Kamal takes Sridevi to the village's medical practitioner who cures her and brings her back to sanity as she regains her memory up to the point of her accident. When kamal comes to meet Sridevi later that day, she is unable to identify or remember him. Despite his efforts to make her understand that he was the one who had taken care of her for several months, she is indifferent to him and leaves the place for her hometown, thus abandoning kamal and the life and relationship that she once had with him.
How about facing such a situation in real life? After going through such a situation in her own life, Sonya Lea writes 'Wondering Who You Are: A Memoir' (2015) and tells the world how the course of her life changed completely after her husband forgot who he was and what relationship he shared with her and their two children during their blissful married life of 23 years.
When Sonya and Richard were entering their 23rd year of married life, Richard was diagnosed with Pseudomyxoma Peritonei, also known as PMP, a very rare and deadly appendix cancer. He agrees to go through HIPEC, popularly called as Mother of all surgeries, which included a 10-hour grueling operation. Miraculously, Richard survives the surgery, but unfortunately forgets his past -- due to lack of oxygen supply to his brain all his memories were completely erased!
He struggles to know who he is and the people around him. The man who went to the hospital was completely different from the man who came out. He does not even know how to talk or smile let alone remember his family. His situation not only put himself in trouble, but also his family members, especially the author, who continuously strives to help him regain his memory.
The author does not hesitate to reveal her bad side and his bad side even though her husband had no memory of them. She goes on to build a new relationship, a new life with him. In a way, it is not Richard who asks "wondering who you are", but the author herself as she questions herself what is the role and place that she holds in the life of Richard, a new man, a complete stranger after the surgery. It's difficult to live with a stranger under the same roof, but hats off to the author, she not only lived with him, but also found a new life with him.

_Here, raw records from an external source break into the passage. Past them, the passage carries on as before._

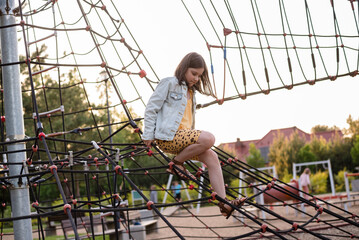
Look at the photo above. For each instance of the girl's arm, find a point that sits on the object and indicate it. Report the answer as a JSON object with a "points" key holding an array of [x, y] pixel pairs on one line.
{"points": [[154, 105]]}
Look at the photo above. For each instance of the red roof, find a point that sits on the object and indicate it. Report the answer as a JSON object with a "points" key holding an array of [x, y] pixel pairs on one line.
{"points": [[241, 148]]}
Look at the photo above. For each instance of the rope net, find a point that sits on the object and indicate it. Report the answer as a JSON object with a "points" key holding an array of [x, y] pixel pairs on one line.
{"points": [[84, 153]]}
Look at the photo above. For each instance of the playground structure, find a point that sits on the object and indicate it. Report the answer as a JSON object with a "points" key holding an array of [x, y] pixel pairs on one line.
{"points": [[32, 162]]}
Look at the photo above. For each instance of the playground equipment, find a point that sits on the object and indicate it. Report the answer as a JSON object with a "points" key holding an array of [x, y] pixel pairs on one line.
{"points": [[50, 161], [355, 186]]}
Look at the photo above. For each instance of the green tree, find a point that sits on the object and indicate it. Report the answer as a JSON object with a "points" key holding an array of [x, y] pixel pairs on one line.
{"points": [[255, 158], [353, 129], [354, 151]]}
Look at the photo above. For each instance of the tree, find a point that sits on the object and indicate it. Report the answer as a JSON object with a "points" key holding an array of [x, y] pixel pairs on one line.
{"points": [[354, 151], [353, 129], [255, 158]]}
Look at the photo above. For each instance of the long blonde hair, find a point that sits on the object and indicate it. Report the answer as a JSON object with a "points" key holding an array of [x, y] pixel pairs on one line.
{"points": [[195, 60]]}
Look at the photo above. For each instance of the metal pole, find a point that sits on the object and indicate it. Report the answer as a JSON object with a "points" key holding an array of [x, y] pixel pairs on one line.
{"points": [[19, 192]]}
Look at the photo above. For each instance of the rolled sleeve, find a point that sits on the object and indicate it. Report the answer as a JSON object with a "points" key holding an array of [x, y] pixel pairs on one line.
{"points": [[154, 105]]}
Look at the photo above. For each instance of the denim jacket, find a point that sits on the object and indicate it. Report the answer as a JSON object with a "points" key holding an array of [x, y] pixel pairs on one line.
{"points": [[165, 110]]}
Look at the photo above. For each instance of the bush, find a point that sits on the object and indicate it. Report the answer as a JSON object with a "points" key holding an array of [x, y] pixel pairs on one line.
{"points": [[319, 182]]}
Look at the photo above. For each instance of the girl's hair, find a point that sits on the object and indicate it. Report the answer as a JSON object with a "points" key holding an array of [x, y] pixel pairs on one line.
{"points": [[194, 60]]}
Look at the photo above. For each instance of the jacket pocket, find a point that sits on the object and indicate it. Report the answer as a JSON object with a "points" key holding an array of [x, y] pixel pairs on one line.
{"points": [[175, 96]]}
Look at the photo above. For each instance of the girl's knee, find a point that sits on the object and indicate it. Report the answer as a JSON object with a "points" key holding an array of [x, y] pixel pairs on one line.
{"points": [[207, 139]]}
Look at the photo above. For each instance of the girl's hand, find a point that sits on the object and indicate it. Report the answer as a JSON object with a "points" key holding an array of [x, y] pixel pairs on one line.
{"points": [[148, 143]]}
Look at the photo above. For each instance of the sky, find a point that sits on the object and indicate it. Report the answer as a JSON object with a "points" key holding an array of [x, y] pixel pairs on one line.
{"points": [[165, 32]]}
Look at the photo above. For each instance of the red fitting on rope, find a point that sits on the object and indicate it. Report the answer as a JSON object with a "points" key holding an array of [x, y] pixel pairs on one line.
{"points": [[295, 226], [320, 210], [266, 92], [142, 73], [213, 194], [116, 196], [354, 73], [170, 165], [264, 228], [149, 203], [52, 167], [333, 78], [67, 206], [29, 161], [42, 134], [117, 170], [150, 153], [227, 31], [35, 204], [311, 82]]}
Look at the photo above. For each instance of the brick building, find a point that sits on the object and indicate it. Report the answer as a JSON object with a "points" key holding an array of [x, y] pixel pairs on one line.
{"points": [[241, 148]]}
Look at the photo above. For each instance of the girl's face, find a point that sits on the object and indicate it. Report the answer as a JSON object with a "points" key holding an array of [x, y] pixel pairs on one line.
{"points": [[193, 75]]}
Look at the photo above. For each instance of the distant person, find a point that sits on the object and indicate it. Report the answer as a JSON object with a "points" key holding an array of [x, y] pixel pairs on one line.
{"points": [[170, 123], [154, 194], [305, 182], [176, 188]]}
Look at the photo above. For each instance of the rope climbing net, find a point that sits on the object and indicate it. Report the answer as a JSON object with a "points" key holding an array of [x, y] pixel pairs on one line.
{"points": [[87, 159], [262, 47]]}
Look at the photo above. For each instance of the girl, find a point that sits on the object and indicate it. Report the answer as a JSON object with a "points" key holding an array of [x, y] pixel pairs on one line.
{"points": [[169, 120]]}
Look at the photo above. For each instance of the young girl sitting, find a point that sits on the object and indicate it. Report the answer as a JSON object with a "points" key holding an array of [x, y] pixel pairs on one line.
{"points": [[170, 121]]}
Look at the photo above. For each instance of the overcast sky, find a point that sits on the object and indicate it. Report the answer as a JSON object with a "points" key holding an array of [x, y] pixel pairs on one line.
{"points": [[165, 32]]}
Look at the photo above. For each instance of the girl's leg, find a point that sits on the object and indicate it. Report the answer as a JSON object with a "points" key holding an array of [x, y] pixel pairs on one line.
{"points": [[210, 158], [205, 141]]}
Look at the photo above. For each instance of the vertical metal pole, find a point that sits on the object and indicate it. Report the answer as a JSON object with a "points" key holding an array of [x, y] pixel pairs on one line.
{"points": [[331, 178], [19, 192]]}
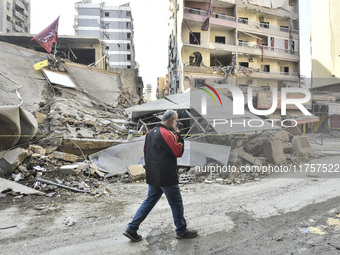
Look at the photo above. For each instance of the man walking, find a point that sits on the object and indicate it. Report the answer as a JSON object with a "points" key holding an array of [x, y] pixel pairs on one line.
{"points": [[163, 145]]}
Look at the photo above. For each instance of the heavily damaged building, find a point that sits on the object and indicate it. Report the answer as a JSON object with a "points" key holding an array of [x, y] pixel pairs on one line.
{"points": [[247, 43], [15, 16], [113, 25]]}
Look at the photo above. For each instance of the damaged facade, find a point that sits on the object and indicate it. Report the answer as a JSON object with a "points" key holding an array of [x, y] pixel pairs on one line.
{"points": [[15, 16], [114, 26], [246, 43]]}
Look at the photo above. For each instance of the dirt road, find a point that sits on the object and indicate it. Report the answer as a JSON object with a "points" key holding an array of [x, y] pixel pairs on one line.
{"points": [[297, 215]]}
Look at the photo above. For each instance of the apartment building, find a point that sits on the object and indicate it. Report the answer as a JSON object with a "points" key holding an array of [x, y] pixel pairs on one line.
{"points": [[246, 43], [114, 26], [14, 16], [325, 42]]}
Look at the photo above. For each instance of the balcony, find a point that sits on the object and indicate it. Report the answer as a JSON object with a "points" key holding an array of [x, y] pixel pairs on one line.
{"points": [[266, 28], [215, 18], [268, 52], [18, 15], [244, 72], [19, 4], [18, 28]]}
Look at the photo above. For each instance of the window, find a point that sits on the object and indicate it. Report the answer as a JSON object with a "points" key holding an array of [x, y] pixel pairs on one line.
{"points": [[243, 20], [244, 64], [264, 24], [242, 43], [199, 82], [195, 38], [220, 39], [284, 28], [195, 11], [265, 68]]}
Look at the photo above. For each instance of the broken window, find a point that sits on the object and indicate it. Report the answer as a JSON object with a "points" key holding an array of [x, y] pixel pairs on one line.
{"points": [[195, 11], [264, 24], [195, 38], [199, 82], [195, 59], [220, 39], [242, 43], [284, 28], [265, 68], [243, 20], [244, 64]]}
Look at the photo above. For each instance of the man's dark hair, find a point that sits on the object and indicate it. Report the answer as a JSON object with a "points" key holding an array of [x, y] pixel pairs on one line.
{"points": [[169, 114]]}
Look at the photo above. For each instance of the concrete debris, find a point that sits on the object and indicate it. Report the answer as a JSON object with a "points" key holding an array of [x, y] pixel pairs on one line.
{"points": [[7, 185], [15, 157], [70, 170], [248, 157], [136, 172], [302, 145], [273, 150], [65, 156]]}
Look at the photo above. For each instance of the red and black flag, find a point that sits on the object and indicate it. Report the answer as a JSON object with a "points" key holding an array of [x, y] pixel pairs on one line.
{"points": [[205, 25], [48, 36]]}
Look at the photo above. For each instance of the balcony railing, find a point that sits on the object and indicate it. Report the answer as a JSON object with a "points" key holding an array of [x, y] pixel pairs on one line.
{"points": [[19, 15], [265, 25], [204, 13], [256, 46]]}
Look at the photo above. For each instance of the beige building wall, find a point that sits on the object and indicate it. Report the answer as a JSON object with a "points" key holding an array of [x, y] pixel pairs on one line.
{"points": [[325, 42]]}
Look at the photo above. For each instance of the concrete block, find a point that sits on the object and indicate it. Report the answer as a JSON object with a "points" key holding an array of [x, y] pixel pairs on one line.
{"points": [[41, 118], [273, 150], [283, 136], [65, 156], [16, 156], [302, 145], [247, 157], [70, 170], [136, 171], [37, 149]]}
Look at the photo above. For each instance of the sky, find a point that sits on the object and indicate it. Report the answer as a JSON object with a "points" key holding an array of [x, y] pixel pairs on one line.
{"points": [[151, 32]]}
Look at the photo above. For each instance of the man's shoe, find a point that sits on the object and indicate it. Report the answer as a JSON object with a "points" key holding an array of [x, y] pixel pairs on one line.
{"points": [[188, 233], [133, 236]]}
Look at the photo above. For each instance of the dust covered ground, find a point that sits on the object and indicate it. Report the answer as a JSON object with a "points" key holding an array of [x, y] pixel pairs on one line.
{"points": [[296, 215]]}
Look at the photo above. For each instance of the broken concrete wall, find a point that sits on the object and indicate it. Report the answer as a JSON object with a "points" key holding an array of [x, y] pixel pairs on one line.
{"points": [[16, 69]]}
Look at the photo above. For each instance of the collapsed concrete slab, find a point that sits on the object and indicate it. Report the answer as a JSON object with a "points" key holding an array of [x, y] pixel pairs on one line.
{"points": [[7, 185], [273, 150], [17, 126], [302, 145]]}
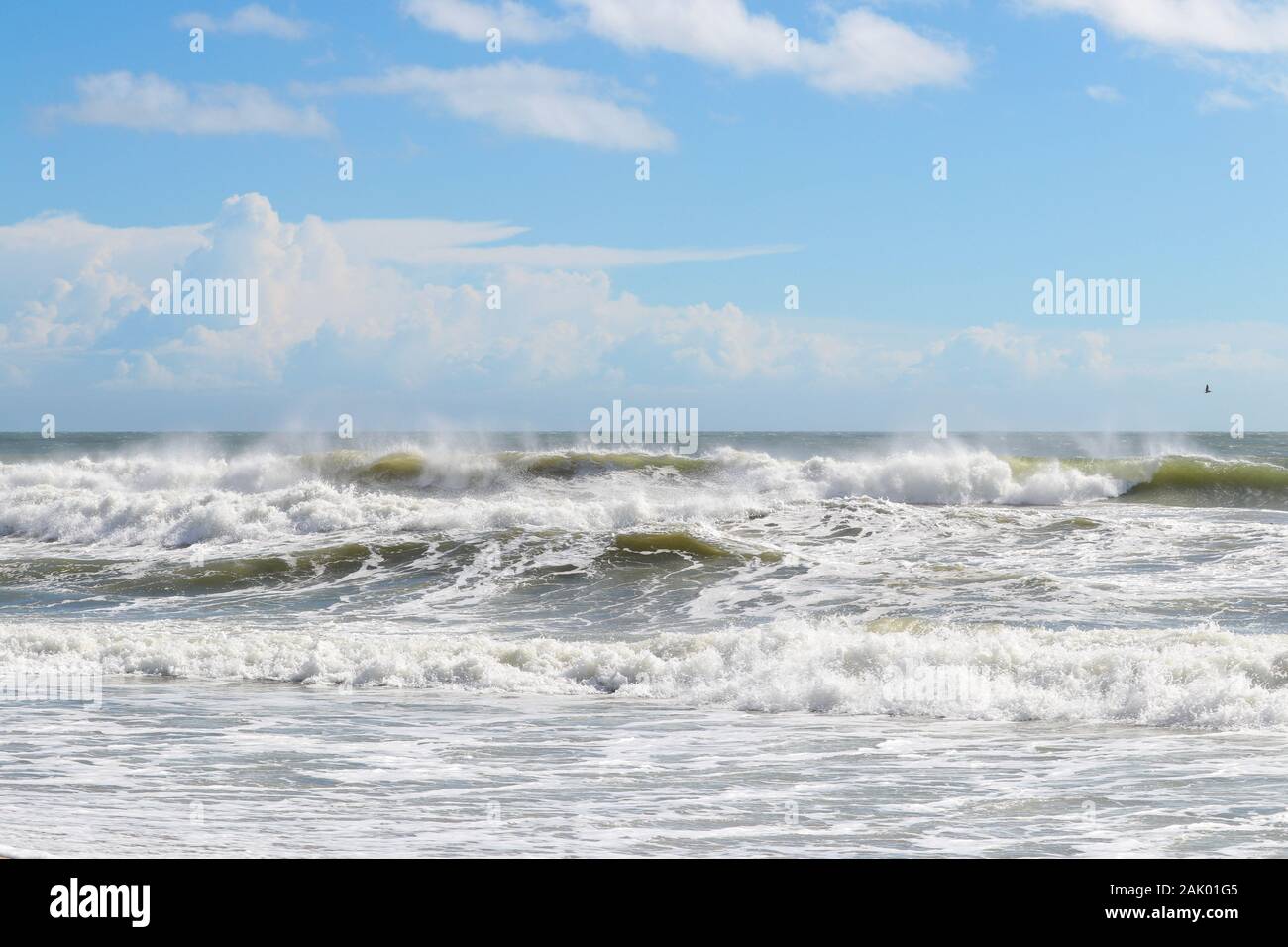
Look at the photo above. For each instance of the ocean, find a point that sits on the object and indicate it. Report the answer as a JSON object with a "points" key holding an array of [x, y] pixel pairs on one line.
{"points": [[785, 643]]}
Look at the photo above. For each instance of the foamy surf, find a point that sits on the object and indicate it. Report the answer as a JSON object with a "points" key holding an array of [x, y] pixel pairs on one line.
{"points": [[1199, 678], [174, 501]]}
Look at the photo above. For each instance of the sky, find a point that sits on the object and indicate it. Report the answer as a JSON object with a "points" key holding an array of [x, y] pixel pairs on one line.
{"points": [[907, 170]]}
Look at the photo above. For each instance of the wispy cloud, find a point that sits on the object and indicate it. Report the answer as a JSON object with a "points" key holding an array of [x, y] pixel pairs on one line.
{"points": [[862, 52], [471, 21], [1229, 26], [1104, 93], [522, 99], [250, 20], [1222, 101], [153, 103]]}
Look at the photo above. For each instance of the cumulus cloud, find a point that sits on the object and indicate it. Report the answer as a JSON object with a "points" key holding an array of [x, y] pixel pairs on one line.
{"points": [[1222, 101], [1104, 93], [88, 287], [1228, 26], [249, 20], [861, 52], [471, 21], [522, 99], [153, 103]]}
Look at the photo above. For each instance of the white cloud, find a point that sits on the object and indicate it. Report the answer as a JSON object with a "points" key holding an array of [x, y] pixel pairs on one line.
{"points": [[471, 21], [1026, 351], [1223, 99], [1229, 26], [71, 286], [151, 103], [523, 99], [1104, 93], [253, 18], [863, 53]]}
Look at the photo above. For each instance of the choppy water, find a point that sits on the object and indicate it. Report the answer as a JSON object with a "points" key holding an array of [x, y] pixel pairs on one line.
{"points": [[786, 643]]}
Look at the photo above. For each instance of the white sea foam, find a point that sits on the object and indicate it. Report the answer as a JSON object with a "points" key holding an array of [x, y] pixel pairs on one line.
{"points": [[1197, 677], [175, 501]]}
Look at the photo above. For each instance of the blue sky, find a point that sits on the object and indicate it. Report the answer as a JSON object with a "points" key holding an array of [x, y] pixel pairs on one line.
{"points": [[768, 169]]}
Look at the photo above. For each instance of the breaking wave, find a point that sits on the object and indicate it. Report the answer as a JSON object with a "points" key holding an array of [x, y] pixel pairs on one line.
{"points": [[1197, 677], [174, 501]]}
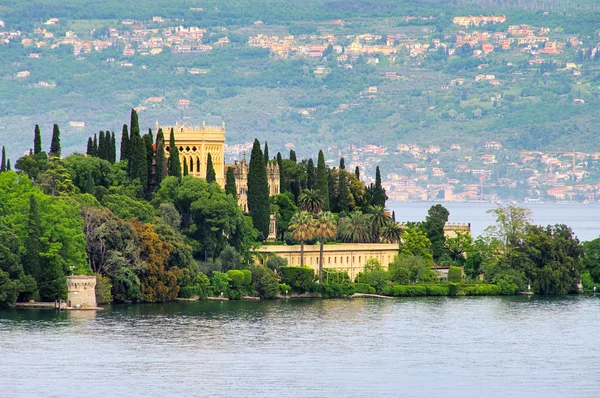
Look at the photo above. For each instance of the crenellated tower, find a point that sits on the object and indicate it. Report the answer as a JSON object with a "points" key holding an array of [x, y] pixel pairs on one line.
{"points": [[195, 143]]}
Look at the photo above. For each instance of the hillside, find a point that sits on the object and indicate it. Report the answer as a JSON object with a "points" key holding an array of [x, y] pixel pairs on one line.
{"points": [[308, 74]]}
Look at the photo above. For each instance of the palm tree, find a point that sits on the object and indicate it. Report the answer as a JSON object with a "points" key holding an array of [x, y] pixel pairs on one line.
{"points": [[390, 232], [311, 200], [302, 227], [379, 218], [356, 228], [325, 228]]}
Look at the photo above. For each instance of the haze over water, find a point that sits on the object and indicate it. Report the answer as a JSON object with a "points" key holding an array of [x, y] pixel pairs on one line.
{"points": [[458, 347], [584, 219]]}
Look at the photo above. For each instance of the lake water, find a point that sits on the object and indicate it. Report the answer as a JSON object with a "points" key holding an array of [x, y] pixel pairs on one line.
{"points": [[584, 219], [421, 347]]}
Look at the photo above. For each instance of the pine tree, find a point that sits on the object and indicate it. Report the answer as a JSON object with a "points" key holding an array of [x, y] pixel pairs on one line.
{"points": [[161, 159], [322, 184], [379, 196], [124, 143], [101, 146], [281, 173], [174, 164], [55, 143], [90, 148], [37, 140], [258, 192], [3, 164], [266, 153], [311, 174], [230, 186], [33, 244], [210, 170]]}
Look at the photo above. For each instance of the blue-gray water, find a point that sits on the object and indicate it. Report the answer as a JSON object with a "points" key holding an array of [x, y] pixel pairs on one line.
{"points": [[584, 219], [425, 347]]}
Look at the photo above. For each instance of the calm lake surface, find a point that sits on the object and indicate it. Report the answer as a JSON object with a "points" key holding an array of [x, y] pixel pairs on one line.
{"points": [[422, 347], [584, 219]]}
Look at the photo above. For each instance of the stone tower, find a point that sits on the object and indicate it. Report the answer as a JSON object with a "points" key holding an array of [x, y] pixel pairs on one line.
{"points": [[195, 143], [81, 291]]}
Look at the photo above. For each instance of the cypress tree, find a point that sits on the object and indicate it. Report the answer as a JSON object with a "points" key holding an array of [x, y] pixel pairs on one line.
{"points": [[101, 146], [230, 187], [37, 140], [311, 174], [90, 148], [210, 170], [344, 191], [322, 184], [333, 194], [112, 151], [161, 159], [266, 153], [55, 143], [124, 143], [95, 145], [148, 142], [33, 245], [137, 154], [281, 175], [3, 164], [174, 164], [258, 192], [134, 129], [379, 196]]}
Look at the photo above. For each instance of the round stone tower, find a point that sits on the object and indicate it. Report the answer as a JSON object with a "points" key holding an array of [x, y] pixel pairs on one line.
{"points": [[81, 291]]}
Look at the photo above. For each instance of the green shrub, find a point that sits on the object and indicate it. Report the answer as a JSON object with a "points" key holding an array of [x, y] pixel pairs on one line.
{"points": [[453, 289], [284, 288], [265, 282], [364, 288], [247, 277], [438, 290], [331, 290], [189, 292], [301, 279], [409, 290], [220, 284], [455, 274], [237, 278], [275, 262], [482, 290], [103, 289]]}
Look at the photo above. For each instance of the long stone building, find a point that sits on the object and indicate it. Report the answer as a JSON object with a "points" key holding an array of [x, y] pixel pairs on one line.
{"points": [[349, 257]]}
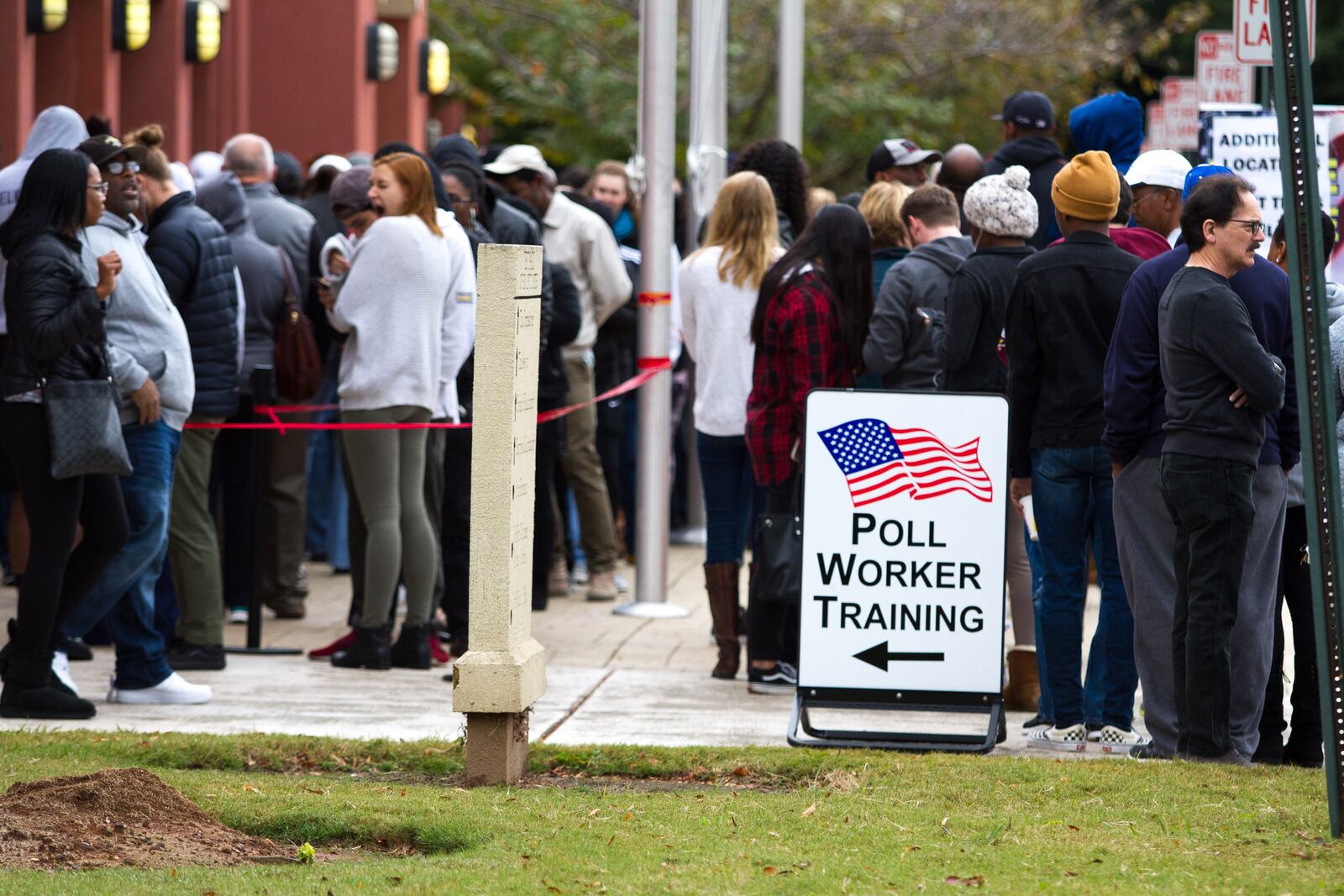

The book intertwines both her love story and the hospital days and readers instantly fall in love with the style of narration and the bitter truth, sometimes too private, the author dares to tell the world.
The book looks like an answer to the questions asked by Richard in the hospital bed. She is fortunate that Richard loves her more than before and tries his very best to impress her. He does every possible thing to keep her happy, even agrees to her wish of having a boyfriend!
One has to laud the efforts of Sonya for helping Richard in all the ways. She keeps encouraging him to regain memory, helps join back his job, and what more the way she stands like a strong pillar during his worse days is more than enough one can expect from a wife.
As Sonya says Richard is a puzzle, a mystery for her, in fact, she herself is a mystery as she found a new love and life with him. Readers get the perspective of Sonya throughout and one wonders how Richard feels about the whole incident. But then one has to keep in mind that Richard has not regained his memory completely and he is constructing his memory based upon what his wife and children are telling him. So maybe this is where Sonya's perspective becomes important, not only to Richard, but also to readers.
The book is interesting and keeps readers glued to it. It has everything, love, loss, confusion, deathbed, family, sex, health, most importantly memory loss and identity crisis. The book begins in a faraway western country and ends in the nearby Haridwar, bringing both East and West together in thoughts. Readers fall in love with the author's way of story narration and simple language.